The city has been closely monitoring lake levels in Lake Palo Pinto, and findings show that there is about 28 percent left, which is a 72 percent decrease in the water level in the lake, according to Kelly Jones, director of public works.
As he spoke to city council members at Tuesday’s meeting, he urged the implementation of Stage III of the Drought Contingency Plan, along with other restrictions, as he explained that it was a necessity to do so, with the state of Texas experiencing an ongoing, unprecedented drought.
The city will send notifications concerning water conservation measures to be implemented, and it has already sent emails to the top-10 users in order to initiate mandatory conservation measures where possible.
These notifications will include that all “non-essential water use” shall be prohibited.

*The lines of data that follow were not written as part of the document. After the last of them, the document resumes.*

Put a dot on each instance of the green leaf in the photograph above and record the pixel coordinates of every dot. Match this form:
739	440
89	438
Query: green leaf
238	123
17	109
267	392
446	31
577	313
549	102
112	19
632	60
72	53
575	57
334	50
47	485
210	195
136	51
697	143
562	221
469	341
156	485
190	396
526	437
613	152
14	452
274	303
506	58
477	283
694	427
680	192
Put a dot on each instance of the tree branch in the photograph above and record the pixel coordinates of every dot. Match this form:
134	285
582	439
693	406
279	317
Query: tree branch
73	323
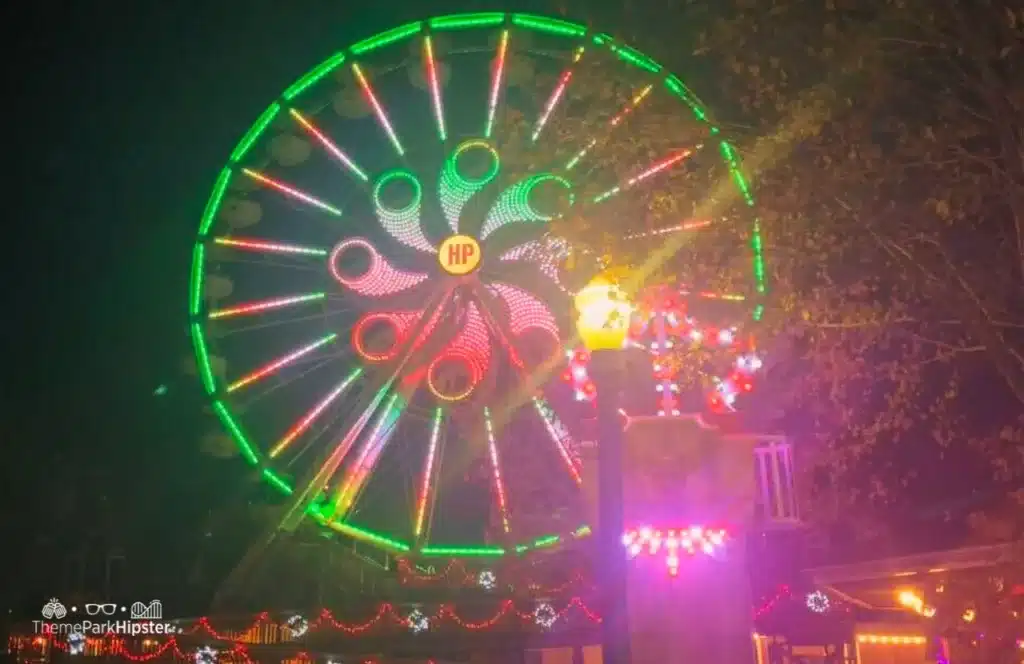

“Non-essential water use” is defined as washing windows, siding, eaves and roofs of buildings, driveways, streets, curbs and gutters, non-commercial vehicle washing, filling swimming pools and unattended irrigation or sprinkler lawn watering of landscaping, shrubs and grass.
Hand-watering of landscaping, shrubs and grass will be permissible daily, but will be subject to the “time-of-day” restrictions, meaning no outdoor watering between the hours of 10 a.m. and 6 p.m.
Violations may result in a fine up to $500 per occurrence and/or discontinuance of water service.